La sostiene un joven panadero originario de Sri Lanka. Viste de blanco y está orgulloso, como deben estar todos los que la sujetan Él llegó a Francia en 2006 y cuatro años más tarde se lanzó al mundo de los panes. Logró abrir su propia panadería hace unos meses y ya conquistó el Gran Premio de la baguette de tradición francesa.
Tharan integra ese selecto club de 10.000 relevistas que se pasan, día tras día, la antorcha de mano en mano. Aunque no siempre sea la misma. Hay 1.500 ejemplares suficientes para recorrer todo el camino. Los relevistas son, en su mayoría, gente simple y comprometida localmente.

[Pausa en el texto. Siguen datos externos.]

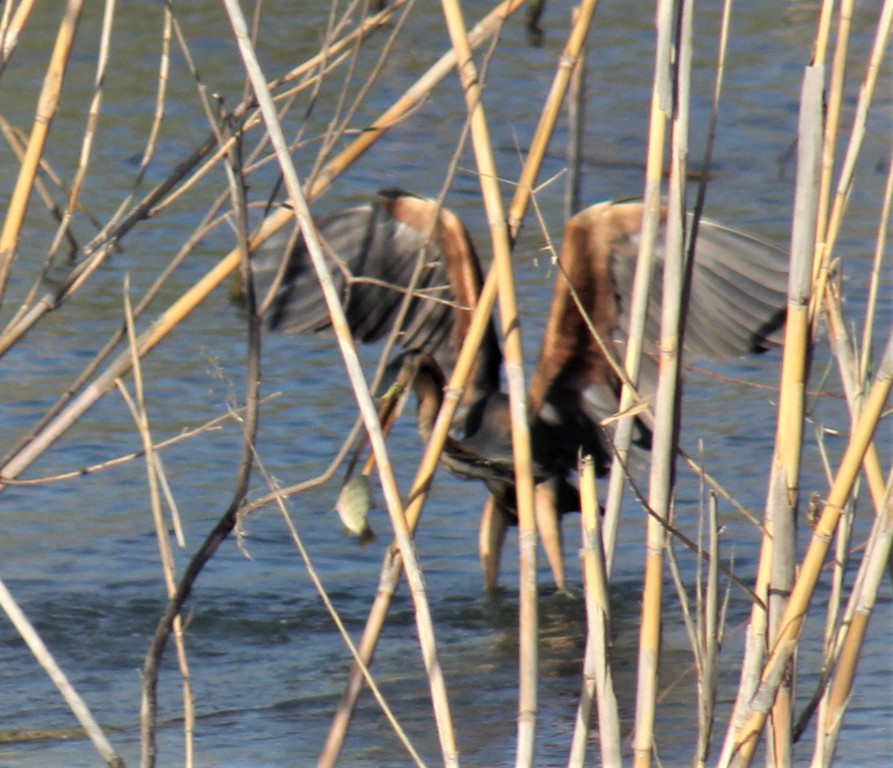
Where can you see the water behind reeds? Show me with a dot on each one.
(267, 666)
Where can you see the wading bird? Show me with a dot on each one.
(404, 246)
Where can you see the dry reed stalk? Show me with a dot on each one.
(777, 550)
(301, 211)
(661, 107)
(47, 105)
(155, 479)
(784, 484)
(875, 280)
(709, 637)
(598, 681)
(832, 115)
(11, 27)
(17, 144)
(847, 171)
(514, 369)
(276, 495)
(80, 404)
(392, 567)
(661, 98)
(747, 737)
(854, 628)
(63, 231)
(576, 113)
(549, 115)
(77, 705)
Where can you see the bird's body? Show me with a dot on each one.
(736, 306)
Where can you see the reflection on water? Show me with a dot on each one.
(267, 666)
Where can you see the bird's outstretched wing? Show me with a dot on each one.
(736, 306)
(400, 245)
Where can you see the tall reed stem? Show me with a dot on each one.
(514, 367)
(367, 407)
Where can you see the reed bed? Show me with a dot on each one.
(250, 168)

Tras la decepción de la “llama enana”, los niños están desmotivados. Pero no todo está perdido. En vez de seguir a la marabunta hacia el ayuntamiento del distrito, cambiamos de idea, giramos a la derecha, dirección rue des Pyrénées, hacia nuestro nuevo destino: la panadería de Tharan. En la entrada, un mensaje escrito a mano, con prisa: “Estaremos cerrados durante 30 minutos a partir de las 18h”. El tiempo en el que todo el equipo ha ido a felicitar al patrón. Hacemos cola. “Hay mucha más gente de lo habitual”, comentan los clientes. Las dependientas están contentas. Salimos de allí con una baguette crujiente y apetitosa, concebida por un cingalés que no tuvo miedo de meterse en la “tradition française”.